Toby Perkins, Labour Party
“Well, I think the first thing to say, and I think it's worth saying this, is that it's not by any means a crazy idea, it's just that the government could run water happens in many countries, and that's why the Labour Party opposed privatisation in the first place, and why I think it was a huge mistake. But in terms of bringing it back into public ownership, it's not true to say it just could be done by some sort of special administration and therefore there wouldn't be a cost. It would cost billions and billions of pounds that would be stuffed into the pockets of those who own the water companies at a time when we've got a massive underspending in our National Health Service, we've got massive infrastructure challenges facing us. The IMF today announced that the government's got a £30 billion a year black hole in its future plans. So to tackle water in that way, in a way that doesn't bring any extra money into the sector, is not in itself a policy for addressing these challenges. It's not a crazy policy to nationalise water, but it is not straight to suggest that this doesn't come at huge public cost. And I agree that that isn't the priority. What is the priority is to firstly strengthen regulation so that we hold the water companies to account both legally and financially in terms of the standards that must be demanded.
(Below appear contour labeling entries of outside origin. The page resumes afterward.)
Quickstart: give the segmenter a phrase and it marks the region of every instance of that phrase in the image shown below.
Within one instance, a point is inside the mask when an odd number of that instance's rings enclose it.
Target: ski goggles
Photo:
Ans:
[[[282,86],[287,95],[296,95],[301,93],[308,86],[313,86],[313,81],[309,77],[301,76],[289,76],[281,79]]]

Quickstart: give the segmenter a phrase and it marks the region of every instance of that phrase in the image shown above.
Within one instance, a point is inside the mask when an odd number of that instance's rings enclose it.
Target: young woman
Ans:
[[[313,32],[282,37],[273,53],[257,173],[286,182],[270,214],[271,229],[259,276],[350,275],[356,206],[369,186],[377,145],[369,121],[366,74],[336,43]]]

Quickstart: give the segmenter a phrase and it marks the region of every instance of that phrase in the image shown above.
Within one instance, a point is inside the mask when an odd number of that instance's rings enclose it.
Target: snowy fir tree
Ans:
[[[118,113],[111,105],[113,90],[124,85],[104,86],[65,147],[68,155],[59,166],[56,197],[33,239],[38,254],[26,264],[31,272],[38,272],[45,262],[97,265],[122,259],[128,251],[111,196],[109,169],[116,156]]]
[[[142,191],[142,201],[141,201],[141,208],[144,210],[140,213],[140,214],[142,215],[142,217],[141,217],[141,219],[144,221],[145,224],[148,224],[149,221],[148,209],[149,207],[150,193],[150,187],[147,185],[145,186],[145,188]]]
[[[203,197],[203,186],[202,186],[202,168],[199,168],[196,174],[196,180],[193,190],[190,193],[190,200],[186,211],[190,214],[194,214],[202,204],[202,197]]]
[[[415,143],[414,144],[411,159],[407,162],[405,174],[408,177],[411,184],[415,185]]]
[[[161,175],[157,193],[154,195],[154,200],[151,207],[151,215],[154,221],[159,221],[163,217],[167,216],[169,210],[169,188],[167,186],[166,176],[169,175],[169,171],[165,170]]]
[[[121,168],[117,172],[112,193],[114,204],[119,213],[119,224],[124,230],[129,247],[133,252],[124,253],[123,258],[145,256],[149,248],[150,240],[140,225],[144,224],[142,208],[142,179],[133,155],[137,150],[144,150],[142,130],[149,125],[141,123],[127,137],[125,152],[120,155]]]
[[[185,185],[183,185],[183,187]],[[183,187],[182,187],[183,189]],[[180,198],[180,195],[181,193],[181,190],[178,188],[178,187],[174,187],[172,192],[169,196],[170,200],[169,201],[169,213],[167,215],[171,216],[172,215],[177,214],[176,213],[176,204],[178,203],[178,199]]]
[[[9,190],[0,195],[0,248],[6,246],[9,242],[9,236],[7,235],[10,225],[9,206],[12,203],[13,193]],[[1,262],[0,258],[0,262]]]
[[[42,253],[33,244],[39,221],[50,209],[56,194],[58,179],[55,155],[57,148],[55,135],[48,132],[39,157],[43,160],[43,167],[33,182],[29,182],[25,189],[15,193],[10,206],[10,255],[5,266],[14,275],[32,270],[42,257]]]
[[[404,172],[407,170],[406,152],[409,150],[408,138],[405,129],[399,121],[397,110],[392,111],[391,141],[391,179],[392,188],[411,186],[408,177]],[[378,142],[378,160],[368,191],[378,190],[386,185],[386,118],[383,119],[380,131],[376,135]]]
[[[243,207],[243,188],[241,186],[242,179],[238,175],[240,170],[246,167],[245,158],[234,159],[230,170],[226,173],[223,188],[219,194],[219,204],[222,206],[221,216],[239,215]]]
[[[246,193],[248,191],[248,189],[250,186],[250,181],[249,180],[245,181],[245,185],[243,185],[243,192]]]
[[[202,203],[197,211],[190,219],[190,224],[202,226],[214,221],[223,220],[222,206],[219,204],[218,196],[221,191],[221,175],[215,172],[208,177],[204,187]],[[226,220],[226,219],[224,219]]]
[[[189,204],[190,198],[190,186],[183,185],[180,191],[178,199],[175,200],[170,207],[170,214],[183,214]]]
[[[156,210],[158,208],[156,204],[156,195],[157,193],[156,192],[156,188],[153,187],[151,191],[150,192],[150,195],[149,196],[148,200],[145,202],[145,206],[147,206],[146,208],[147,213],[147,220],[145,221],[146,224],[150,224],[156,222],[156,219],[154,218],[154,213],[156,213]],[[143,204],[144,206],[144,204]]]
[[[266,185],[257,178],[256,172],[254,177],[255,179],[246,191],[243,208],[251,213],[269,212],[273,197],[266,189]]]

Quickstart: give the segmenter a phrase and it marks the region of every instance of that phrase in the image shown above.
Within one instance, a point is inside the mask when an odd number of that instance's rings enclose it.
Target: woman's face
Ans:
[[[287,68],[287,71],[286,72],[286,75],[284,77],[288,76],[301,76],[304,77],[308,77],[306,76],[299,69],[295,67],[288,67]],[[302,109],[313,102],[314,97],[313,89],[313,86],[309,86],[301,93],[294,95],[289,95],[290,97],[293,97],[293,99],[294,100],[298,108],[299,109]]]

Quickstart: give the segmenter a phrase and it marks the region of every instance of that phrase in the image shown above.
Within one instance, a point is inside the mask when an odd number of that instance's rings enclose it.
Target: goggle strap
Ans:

It's to strengthen Ofwat, to make sure that their remit, working alongside the Environment Agency, holds water companies' feet to the fire. It's to ensure that the polluter pays, whether that be the water company or anyone else, whether that be through industry or agriculture. It's also to make sure that the environment and land management scheme, which was a really important, quite brave initiative of the government in theory, actually works to support farmers to reduce the agricultural run-off, which is another part of the whole pollution. And pollution and fundamentally to make sure that we tackle the under-investment in infrastructure that has been in the water industry and that has been in a whole raft of industries over the course particularly of the last 14 years and arguably over a much longer period than that.”
James Wallace, “Toby just to follow on then, do you see any hope that we might from a Labour government or coalition or whatever we're going to see that there might be some sort of expedition or speeding up of for example investment in reservoirs and pressuring water companies to fix the leakage. You mentioned 3 billion litres a day, that is a frightening amount isn't it? Is Labour willing to make commitments like that?”
Toby Perkins, “Yes, we absolutely will be holding the water companies to account far more strongly than has happened so far. PR24 is going to take place, first announcement on that is going by probably the time of the general election, the forward plan for the next five years in terms of that investment will have been put in place. It's important that there is an investment, but it's also important that the water companies are held to account to actually deliver on the scale of investment that is there. But then there's also in terms of the scarcity, the warnings that we've had this week of potentially running out by 2032 are huge. There's a massive need to build more housing and that can only be done with infrastructure alongside that housing in the way that the Labour Party has been talking about. Today we've got a housing crisis in this country and addressing that is going to be fundamental too. So there is going to be a real need for a Labour party to work across the sector with all aspects to make sure we address these issues because fundamentally without the infrastructure in place we'll carry on with the failure we've seen.”